Hal ini ditegaskan anggota Komisi XII DPR RI Rocky Candra dari fraksi Gerindra, Selasa (7/4/2026) dalam rapat kerja bersama Kementerian Lingkungan Hidup.
Mantan anggota DPRD Provinsi Jambi itu juga mendorong penegak hukum bukan hanya penambang, namun juga menangkap penadah.
Menurutnya PETI terus merusak lingkungan namun yang ditangkap pekerja. Anehnya, di tangkap satu ribuan orang bertambah. Rocky Candra mendorong penegak hukum tangkap penadah.
Ia menegaskan bahwa penegakan hukum harus dilakukan secara menyeluruh dengan menyasar aktor utama, bukan hanya penambang kecil di lapangan.
Rocky menilai, penindakan yang selama ini dilakukan belum memberikan efek jera karena hanya menyentuh pelaku di tingkat bawah.
Putus Siklus PETI
Ia menyebut, penangkapan penambang tidak akan menghentikan aktivitas ilegal tersebut jika jaringan penadah masih bebas beroperasi.
“Kalau hari ini ditangkap 10 penambang, besok bisa muncul 50 penambang baru.

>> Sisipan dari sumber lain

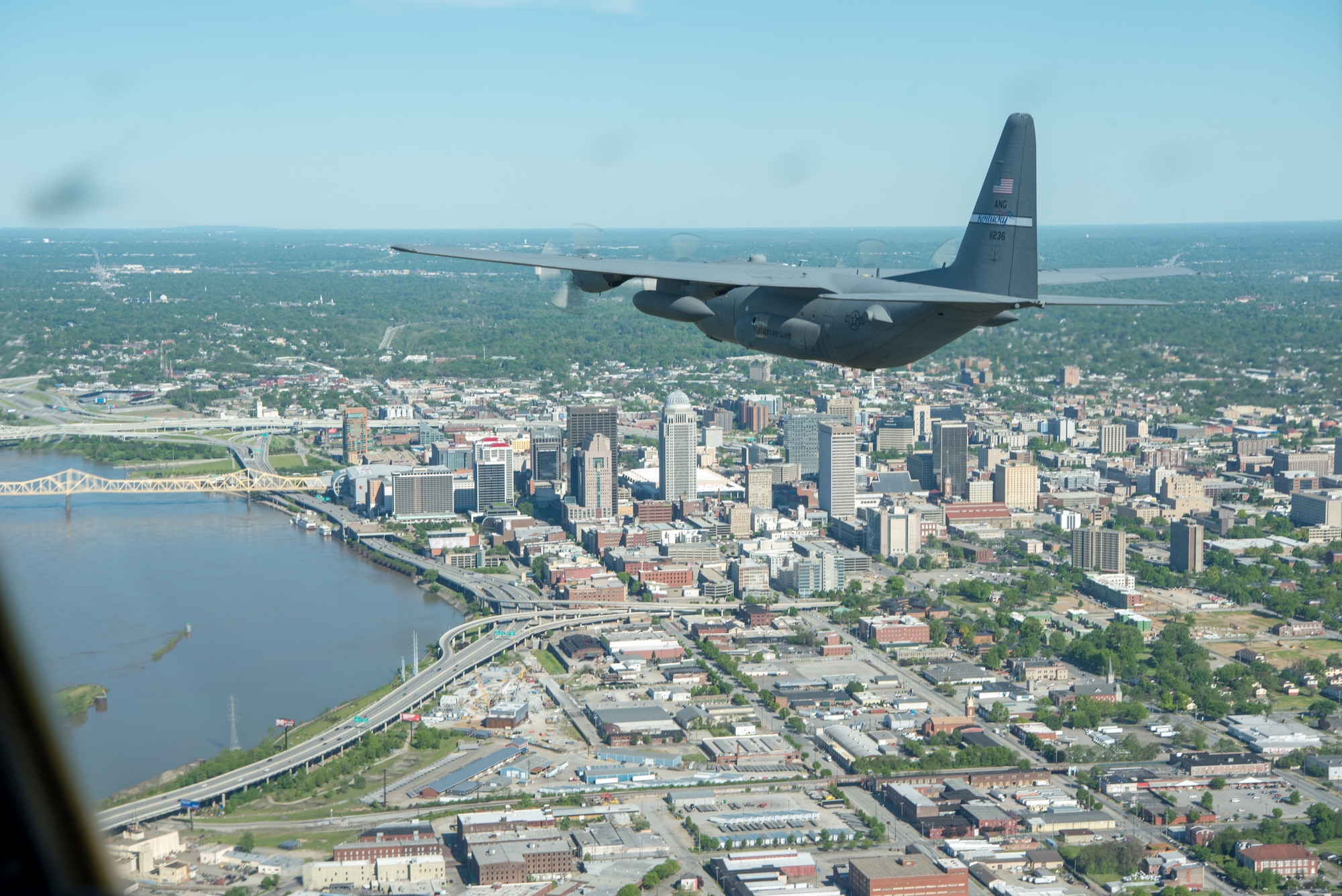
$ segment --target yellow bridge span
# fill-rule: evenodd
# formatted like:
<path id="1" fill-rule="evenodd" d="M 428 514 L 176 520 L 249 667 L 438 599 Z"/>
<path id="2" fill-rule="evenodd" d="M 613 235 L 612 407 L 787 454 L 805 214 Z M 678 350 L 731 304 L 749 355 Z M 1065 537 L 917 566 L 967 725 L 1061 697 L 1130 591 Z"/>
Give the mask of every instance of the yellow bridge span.
<path id="1" fill-rule="evenodd" d="M 27 495 L 164 495 L 173 492 L 325 491 L 326 476 L 280 476 L 255 469 L 235 469 L 215 476 L 164 476 L 162 479 L 107 479 L 82 469 L 64 469 L 25 482 L 0 482 L 0 498 Z"/>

Tapi kalau penadahnya yang ditangkap, itu bisa menghentikan semuanya,” ujarnya.
Ia pun mendorong aparat penegak hukum untuk lebih fokus membongkar jaringan di balik praktik PETI, termasuk para penadah yang menjadi kunci berjalannya aktivitas tambang ilegal.

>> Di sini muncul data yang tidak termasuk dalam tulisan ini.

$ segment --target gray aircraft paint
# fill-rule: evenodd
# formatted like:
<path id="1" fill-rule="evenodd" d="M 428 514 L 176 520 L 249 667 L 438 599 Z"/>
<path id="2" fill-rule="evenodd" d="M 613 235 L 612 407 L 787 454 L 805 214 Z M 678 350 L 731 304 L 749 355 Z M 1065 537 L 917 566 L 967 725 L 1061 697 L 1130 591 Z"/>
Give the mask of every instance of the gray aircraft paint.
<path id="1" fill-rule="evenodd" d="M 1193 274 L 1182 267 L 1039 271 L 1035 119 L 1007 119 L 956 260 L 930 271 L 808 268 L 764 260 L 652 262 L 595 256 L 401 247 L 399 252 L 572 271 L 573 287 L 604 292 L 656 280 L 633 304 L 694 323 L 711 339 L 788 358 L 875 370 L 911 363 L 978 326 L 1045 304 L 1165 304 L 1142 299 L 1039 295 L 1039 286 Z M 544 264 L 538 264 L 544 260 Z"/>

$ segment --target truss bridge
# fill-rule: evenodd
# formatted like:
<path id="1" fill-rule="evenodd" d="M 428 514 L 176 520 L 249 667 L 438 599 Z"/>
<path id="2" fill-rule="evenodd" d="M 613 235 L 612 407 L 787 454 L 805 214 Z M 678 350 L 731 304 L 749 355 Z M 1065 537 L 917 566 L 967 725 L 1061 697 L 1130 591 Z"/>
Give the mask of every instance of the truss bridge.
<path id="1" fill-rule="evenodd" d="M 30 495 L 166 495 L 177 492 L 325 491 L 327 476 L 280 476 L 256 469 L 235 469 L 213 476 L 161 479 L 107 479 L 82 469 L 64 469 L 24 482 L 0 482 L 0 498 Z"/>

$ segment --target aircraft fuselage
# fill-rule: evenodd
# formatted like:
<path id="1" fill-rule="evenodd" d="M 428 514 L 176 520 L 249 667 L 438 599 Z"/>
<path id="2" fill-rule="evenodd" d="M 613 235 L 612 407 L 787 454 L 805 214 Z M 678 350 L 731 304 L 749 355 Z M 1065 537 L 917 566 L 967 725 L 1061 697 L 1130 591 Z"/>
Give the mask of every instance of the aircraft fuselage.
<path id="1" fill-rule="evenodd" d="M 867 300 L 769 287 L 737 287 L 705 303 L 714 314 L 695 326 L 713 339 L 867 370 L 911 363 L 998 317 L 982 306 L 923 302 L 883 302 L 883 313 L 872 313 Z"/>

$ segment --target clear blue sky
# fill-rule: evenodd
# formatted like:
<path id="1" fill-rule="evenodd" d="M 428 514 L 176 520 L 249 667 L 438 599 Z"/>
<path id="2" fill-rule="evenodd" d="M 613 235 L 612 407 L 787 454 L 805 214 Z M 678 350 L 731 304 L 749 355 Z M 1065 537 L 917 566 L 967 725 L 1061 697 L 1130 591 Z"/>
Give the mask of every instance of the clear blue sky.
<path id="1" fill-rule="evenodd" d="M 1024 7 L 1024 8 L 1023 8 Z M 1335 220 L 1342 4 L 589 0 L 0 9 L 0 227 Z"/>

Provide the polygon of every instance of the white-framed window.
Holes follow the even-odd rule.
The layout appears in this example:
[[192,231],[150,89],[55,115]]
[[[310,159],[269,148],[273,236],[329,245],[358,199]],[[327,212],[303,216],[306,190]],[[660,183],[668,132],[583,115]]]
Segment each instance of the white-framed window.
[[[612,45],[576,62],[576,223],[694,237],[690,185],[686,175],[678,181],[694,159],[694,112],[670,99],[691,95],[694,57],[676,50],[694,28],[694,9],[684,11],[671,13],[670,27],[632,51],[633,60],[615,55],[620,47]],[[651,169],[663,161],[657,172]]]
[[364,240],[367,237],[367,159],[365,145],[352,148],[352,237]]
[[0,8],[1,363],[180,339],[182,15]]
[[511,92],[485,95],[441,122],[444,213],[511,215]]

Baca Juga : Rocky Candra Ajak Masyarakat Awasi BBM Subsidi, Pelapor Penyelewengan Dijanjikan Hadiah Rp10 Juta
Selain itu, Rocky juga menekankan pentingnya kolaborasi lintas kementerian dalam menangani persoalan PETI yang semakin kompleks.

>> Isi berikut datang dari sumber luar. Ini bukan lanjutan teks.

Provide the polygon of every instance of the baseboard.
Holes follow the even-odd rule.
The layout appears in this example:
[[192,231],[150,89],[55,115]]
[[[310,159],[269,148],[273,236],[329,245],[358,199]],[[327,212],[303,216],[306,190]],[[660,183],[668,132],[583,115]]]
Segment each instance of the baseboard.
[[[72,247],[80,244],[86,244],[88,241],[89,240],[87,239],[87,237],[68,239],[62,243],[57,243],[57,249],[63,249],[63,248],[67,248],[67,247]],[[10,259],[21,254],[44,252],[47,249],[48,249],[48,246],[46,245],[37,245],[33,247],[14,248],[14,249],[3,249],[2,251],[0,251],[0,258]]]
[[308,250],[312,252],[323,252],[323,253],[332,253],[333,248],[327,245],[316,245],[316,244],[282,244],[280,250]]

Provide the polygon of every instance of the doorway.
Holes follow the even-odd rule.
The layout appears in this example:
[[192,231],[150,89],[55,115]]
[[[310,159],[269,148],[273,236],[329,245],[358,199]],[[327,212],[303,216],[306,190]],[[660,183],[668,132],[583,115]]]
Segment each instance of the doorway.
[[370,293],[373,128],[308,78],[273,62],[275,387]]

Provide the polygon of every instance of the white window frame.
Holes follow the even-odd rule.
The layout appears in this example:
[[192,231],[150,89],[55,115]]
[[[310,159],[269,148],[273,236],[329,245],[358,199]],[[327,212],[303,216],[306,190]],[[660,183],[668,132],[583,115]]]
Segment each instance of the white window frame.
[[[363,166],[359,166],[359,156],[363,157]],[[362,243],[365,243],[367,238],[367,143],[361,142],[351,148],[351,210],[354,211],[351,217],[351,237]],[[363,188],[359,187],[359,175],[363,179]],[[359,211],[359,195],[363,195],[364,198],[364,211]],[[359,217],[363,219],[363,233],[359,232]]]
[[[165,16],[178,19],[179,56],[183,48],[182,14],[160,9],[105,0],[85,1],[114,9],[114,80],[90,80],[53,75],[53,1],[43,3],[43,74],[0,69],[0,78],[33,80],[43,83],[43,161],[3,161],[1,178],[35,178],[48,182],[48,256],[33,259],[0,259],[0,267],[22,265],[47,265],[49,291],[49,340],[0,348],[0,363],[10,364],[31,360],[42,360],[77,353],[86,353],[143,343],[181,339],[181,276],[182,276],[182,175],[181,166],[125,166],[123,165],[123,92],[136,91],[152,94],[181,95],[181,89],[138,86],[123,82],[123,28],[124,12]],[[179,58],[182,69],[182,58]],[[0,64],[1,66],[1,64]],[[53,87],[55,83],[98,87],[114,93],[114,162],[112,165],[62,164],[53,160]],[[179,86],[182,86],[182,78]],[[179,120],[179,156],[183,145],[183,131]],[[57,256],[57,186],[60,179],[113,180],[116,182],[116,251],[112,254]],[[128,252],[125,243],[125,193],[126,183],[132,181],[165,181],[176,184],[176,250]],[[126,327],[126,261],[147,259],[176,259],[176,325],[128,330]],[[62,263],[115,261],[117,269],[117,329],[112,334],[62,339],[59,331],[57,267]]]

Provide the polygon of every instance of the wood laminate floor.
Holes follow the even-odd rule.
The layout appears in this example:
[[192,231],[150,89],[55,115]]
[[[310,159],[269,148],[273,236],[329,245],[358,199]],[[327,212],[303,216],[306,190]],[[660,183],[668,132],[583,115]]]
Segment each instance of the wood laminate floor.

Ia menyebut perlunya harmonisasi antara Kementerian Lingkungan Hidup, Kementerian Energi dan Sumber Daya Mineral (ESDM), serta Kementerian Kehutanan.
Baca Juga : Polda Jambi Garap BB Alat Berat PETI Dipinjam Pakai, Kasat Diperiksa Duluan
Menurutnya, tanpa sinergi yang kuat antar lembaga, penanganan PETI akan terus berulang dan tidak menyentuh akar masalah.
Ia juga mengingatkan bahwa aktivitas PETI kini semakin berani, bahkan telah merambah kawasan hutan lindung dan beroperasi di sekitar jalan lintas.
“Ini sudah sangat meresahkan. Bahkan masuk ke hutan lindung dan dilakukan secara terang-terangan. Tidak mungkin satu kementerian bisa menyelesaikan sendiri, harus ada kerja sama lintas sektor,” tegasnya.
Rocky turut menyoroti adanya jaringan penadah yang sempat ditindak di beberapa daerah, seperti Surabaya dan Sumatera Barat. Ia berharap penindakan tersebut dapat terus berlanjut dan diperkuat.
Di sisi lain, ia juga mengungkap dampak lanjutan dari aktivitas PETI, termasuk penyalahgunaan bahan bakar minyak (BBM) bersubsidi yang digunakan untuk mendukung operasional tambang ilegal.
“Harapan kami, dengan kolaborasi antar kementerian dan aparat penegak hukum, persoalan ini bisa diselesaikan. Memang tidak mudah, tapi akan lebih efektif jika yang ditindak adalah aktor utamanya,” pungkas Rocky.